Sherli mengingatkan masyarakat agar tidak mengabaikan potensi hujan yang dapat terjadi di wilayah-wilayah tersebut.
“Perlu ditingkatkan kesiapsiagaan terhadap potensi hujan sedang hingga lebat,” ujarnya.
Prakiraan Cuaca Kota Besar Wilayah Barat Indonesia
Untuk wilayah barat Indonesia, BMKG mengingatkan adanya potensi hujan disertai petir di Padang. Masyarakat yang beraktivitas di luar ruangan disarankan memperhatikan perkembangan awan gelap dan segera mencari tempat aman apabila mendengar suara petir.
Hujan ringan diperkirakan terjadi di Medan, Pekanbaru, Tanjung Pinang, Bengkulu, Pontianak, dan Tanjung Selor. Meski intensitasnya tergolong ringan, kondisi jalan yang basah tetap dapat memengaruhi perjalanan, khususnya bagi pengendara sepeda motor dan wisatawan yang menuju lokasi terbuka.
Cuaca cerah berawan, berawan, hingga berawan tebal diprediksi terjadi di Banda Aceh, Palembang, Pangkalpinang, sebagian besar wilayah Pulau Jawa, Palangka Raya, dan Banjarmasin.
BMKG juga memperkirakan adanya udara kabur di Jambi dan Bandar Lampung. Sementara itu, potensi asap atau kabut diprediksi muncul di Samarinda. Kondisi tersebut perlu diperhatikan karena dapat mengurangi jarak pandang pengguna jalan maupun masyarakat yang melakukan perjalanan udara.

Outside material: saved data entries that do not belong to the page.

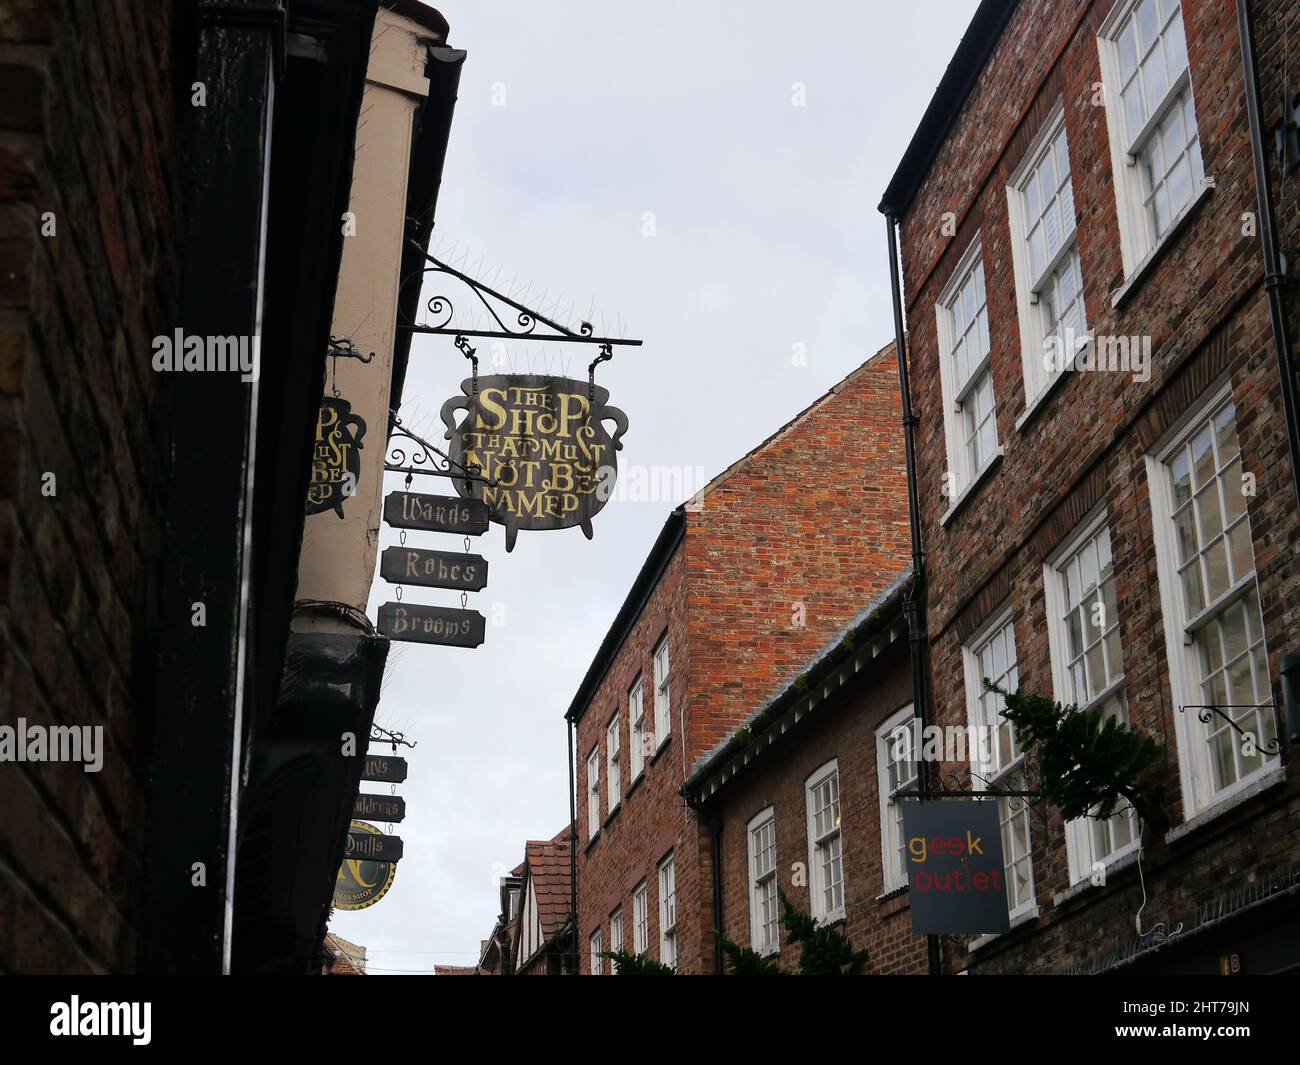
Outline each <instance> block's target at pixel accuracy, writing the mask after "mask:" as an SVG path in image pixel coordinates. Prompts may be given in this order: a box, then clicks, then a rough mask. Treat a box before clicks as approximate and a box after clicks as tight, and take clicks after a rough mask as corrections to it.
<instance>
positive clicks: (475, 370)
mask: <svg viewBox="0 0 1300 1065" xmlns="http://www.w3.org/2000/svg"><path fill="white" fill-rule="evenodd" d="M455 343H456V347H459V348H460V352H461V354H463V355H464V356H465V358H467V359H468V360H469V364H471V369H469V378H471V382H472V389H471V394H472V395H478V359H477V358H476V355H474V352H476V351H477V350H478V348H474V347H471V346H469V339H468V338H467V337H456V341H455Z"/></svg>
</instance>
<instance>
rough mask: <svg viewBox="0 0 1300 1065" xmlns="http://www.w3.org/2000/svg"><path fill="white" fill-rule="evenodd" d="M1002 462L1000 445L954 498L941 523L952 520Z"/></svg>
mask: <svg viewBox="0 0 1300 1065" xmlns="http://www.w3.org/2000/svg"><path fill="white" fill-rule="evenodd" d="M1001 464H1002V447H1001V445H998V449H997V450H996V451H995V453H993V455H992V456H991V458H989V460H988V462H987V463H984V468H983V469H980V472H979V473H976V475H975V476H974V477H971V482H970V484H969V485H966V488H963V489H962V490H961V492H959V493H958V495H957V498H956V499H953V502H952V503H950V505H949V507H948V511H946V512H945V514H944V516H943V518H940V519H939V524H940V525H946V524H948V523H949V521H952V520H953V516H954V515H956V514H957V511H959V510H961V508H962V507H963V506H966V502H967V501H969V499H970V498H971V495H974V494H975V489H978V488H979V486H980V485H982V484H983V482H984V481H985V480H987V479H988V476H989V475H991V473H992V472H993V469H996V468H997V467H998V466H1001Z"/></svg>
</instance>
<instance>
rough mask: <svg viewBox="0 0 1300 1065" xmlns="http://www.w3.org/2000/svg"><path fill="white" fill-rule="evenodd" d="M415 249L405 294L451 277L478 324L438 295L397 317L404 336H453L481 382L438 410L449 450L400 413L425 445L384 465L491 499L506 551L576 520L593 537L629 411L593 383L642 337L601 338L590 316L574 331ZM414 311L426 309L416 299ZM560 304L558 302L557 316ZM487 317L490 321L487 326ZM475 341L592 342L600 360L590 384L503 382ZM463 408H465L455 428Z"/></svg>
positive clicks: (415, 440) (404, 453)
mask: <svg viewBox="0 0 1300 1065" xmlns="http://www.w3.org/2000/svg"><path fill="white" fill-rule="evenodd" d="M409 247H411V250H412V251H415V252H416V254H417V255H419V256H420V257H421V259H422V260H424V263H425V265H424V267H422V268H421V269H419V270H412V272H409V273H408V274H407V276H406V277H403V278H402V285H400V293H402V294H406V293H407V291H408V290H409V289H413V290H416V291H419V290H421V289H422V287H424V285H425V282H426V281H433V280H434V277H433V276H434V274H437V276H438V277H437V281H438V282H439V283H441V282H442V281H446V280H452V281H455V282H456V283H458V285H463V286H465V289H467V290H468V291H469V294H471V295H472V296H473V299H469V300H467V303H468V306H469V307H472V308H473V311H474V319H473V321H465V319H464V315H460V316H458V313H456V303H455V300H454V299H452V298H451V295H448V294H447V293H443V291H437V294H435V295H433V296H430V298H429V299H428V300H425V302H424V303H422V307H424V308H426V311H428V315H426V316H424V315H421V313H420V312H417V317H416V319H412V317H408V316H407V315H409V311H407V312H406V313H404V315H399V319H398V329H399V330H400V332H406V333H415V334H430V335H433V334H435V335H446V337H452V338H454V343H455V346H456V348H458V350H459V351H460V352H461V354H463V355H464V356H465V358H467V359H468V360H469V363H471V365H472V375H473V376H472V377H471V378H469V380H468V381H463V382H461V385H460V390H461V391H463V393H464V395H458V397H455V398H452V399H448V401H447V402H446V403H445V404H443V406H442V420H443V423H445V424H446V427H447V432H446V437H447V440H450V441H451V442H452V443H451V447H450V451H447V453H443V451H441V450H439V449H437V447H434V446H433V445H430V443H429V442H428V441H425V440H421V438H420V437H419V436H417V434H415V433H411V432H409V430H407V429H406V428H404V427H402V423H400V419H399V417H398V416H396V414H395V412H394V415H393V417H391V423H393V424H391V427H390V428H393V429H394V430H395V432H394V436H396V437H398V438H399V440H400V438H402V437H404V438H407V440H409V441H411V442H412V443H413V445H417V446H419V449H420V450H419V451H417V453H416V455H415V456H413V458H412V459H411V460H409V462H408V460H407V456H406V451H404V446H399V447H398V449H395V450H394V451H393V453H391V454H390V459H391V462H389V463H386V464H385V469H389V471H394V472H403V473H407V476H408V479H409V476H411V475H413V473H429V475H433V476H443V477H451V480H452V484H454V485H455V488H456V492H458V493H459V494H460V495H463V497H465V498H472V499H478V501H482V502H484V503H486V505H487V507H489V510H490V512H491V520H493V521H495V523H497V524H499V525H504V528H506V550H507V551H510V550H512V549H513V547H515V540H516V537H517V534H519V531H520V529H533V531H539V529H567V528H572V527H573V525H577V527H580V528H581V529H582V532H584V533H585V534H586V537H588V538H590V537H591V518H593V516H594V515H595V514H597V512H598V511H599V510H601V508H602V507H603V506H604V505H606V502H608V499H610V494H611V493H612V490H614V481H615V477H616V476H617V463H616V460H615V453H616V451H619V450H621V447H623V443H621V437H623V434H624V433H625V432H627V430H628V419H627V415H624V414H623V411H620V410H617V408H616V407H611V406H608V401H610V393H608V391H607V390H606V389H603V388H599V386H597V384H595V368H597V365H599V364H601V363H606V362H608V360H610V359H612V358H614V348H615V347H623V346H627V347H640V346H641V341H634V339H630V338H627V337H608V335H598V334H597V332H595V329H594V326H593V325H591V322H590V321H586V320H581V321H580V322H578V328H577V329H573V328H571V325H569V324H564V322H563V321H560V320H556V319H554V317H550V316H549V313H546V312H541V311H537V309H534V308H532V307H528V306H525V304H524V303H521V302H519V300H516V299H513V296H512V295H510V294H507V293H502V291H498V290H495V289H493V287H491V286H490V285H486V283H485V282H482V281H480V280H477V278H474V277H471V276H469V274H468V273H464V272H463V270H460V269H456V268H455V267H452V265H451V264H450V263H447V261H443V260H441V259H438V257H437V256H435V255H430V254H429V252H428V250H425V248H424V247H421V246H420V244H419V243H417V242H413V241H412V242H409ZM511 291H513V286H511ZM542 299H543V302H545V295H543V296H542ZM398 302H399V307H407V306H411V302H409V300H406V299H403V298H402V296H400V295H399V300H398ZM415 306H416V307H419V306H421V304H420V302H419V300H416V302H415ZM559 306H560V300H559V299H556V302H555V307H554V308H551V312H550V313H554V311H555V309H558V308H559ZM482 311H486V313H487V319H489V321H485V322H484V328H480V322H478V315H480V313H481V312H482ZM569 311H572V306H571V307H569V308H568V311H565V312H564V313H562V315H559V316H558V319H563V320H565V321H568V320H569ZM588 317H590V312H589V313H588ZM471 338H480V339H489V341H493V342H494V346H495V342H497V341H524V342H526V343H529V345H530V343H563V345H590V346H593V347H598V348H599V354H598V355H597V356H595V359H593V360H591V364H590V365H589V367H588V380H586V381H576V380H572V378H568V377H546V376H537V375H498V376H491V377H484V378H482V380H481V381H480V378H478V358H477V355H476V348H474V347H473V346H472V345H471ZM495 354H497V352H495V351H494V358H495ZM458 410H463V411H464V412H465V416H464V417H463V419H461V420H460V423H459V424H458V423H456V421H455V411H458ZM606 421H612V423H614V425H615V429H614V432H612V433H611V432H610V430H607V429H606V428H604V423H606ZM435 456H438V458H435ZM439 458H441V462H439ZM407 484H408V485H409V480H408V482H407Z"/></svg>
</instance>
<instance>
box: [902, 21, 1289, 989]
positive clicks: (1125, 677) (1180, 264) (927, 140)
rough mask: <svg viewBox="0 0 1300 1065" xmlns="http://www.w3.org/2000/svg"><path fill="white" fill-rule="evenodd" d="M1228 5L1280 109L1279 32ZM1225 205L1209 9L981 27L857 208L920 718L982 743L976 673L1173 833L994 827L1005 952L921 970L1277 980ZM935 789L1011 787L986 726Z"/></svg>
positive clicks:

Bagi masyarakat yang mencari informasi cuaca besok siang, kondisi berawan tidak selalu berarti wilayah tersebut terbebas dari hujan. Pertumbuhan awan dapat berlangsung cepat akibat perubahan dinamika atmosfer. Masyarakat tetap perlu memeriksa pembaruan prakiraan lokal dan peringatan dini BMKG sebelum berangkat.
Cuaca Wilayah Timur Indonesia
Di wilayah timur Indonesia, hujan ringan diprakirakan terjadi di Mamuju, Palu, Kendari, Sorong, Jayapura, dan Jayawijaya. Wisatawan yang merencanakan kegiatan di kawasan pegunungan, pantai, atau ruang terbuka perlu membawa perlengkapan pelindung hujan dan menyesuaikan jadwal perjalanan.
Cuaca cerah berawan, berawan, hingga berawan tebal diperkirakan terjadi di Denpasar, Kupang, Makassar, Gorontalo, Manado, Ternate, Ambon, Manokwari, dan Merauke.
Mataram diprediksi mengalami udara kabur, sedangkan Nabire berpotensi mengalami asap atau kabut. Pengendara diminta menjaga kecepatan dan jarak aman apabila jarak pandang berkurang.
Prakiraan tersebut memberikan gambaran umum kondisi cuaca dalam satu hari. BMKG belum merinci waktu kejadian hujan secara khusus untuk setiap kota dalam bahan prakiraan ini. Karena itu, masyarakat yang ingin mengetahui cuaca besok siang secara lebih terperinci perlu memantau pembaruan prakiraan per jam untuk kabupaten atau kota tujuan.
Masyarakat juga sebaiknya tidak hanya menentukan cuaca besok hujan atau panas berdasarkan kondisi langit pada pagi hari. Cuaca dapat berubah dalam waktu relatif singkat, terutama di kawasan yang berada dekat jalur pertemuan angin dan pertumbuhan awan hujan.
Untuk perjalanan akhir pekan pada Sabtu, 18 Juli 2026, masyarakat disarankan menyiapkan payung atau jas hujan, melindungi barang elektronik, serta menghindari berteduh di bawah pohon ketika terjadi hujan petir. Rencana kunjungan ke pantai, pegunungan, sungai, dan lokasi wisata terbuka juga perlu disesuaikan dengan peringatan dini cuaca di wilayah masing-masing.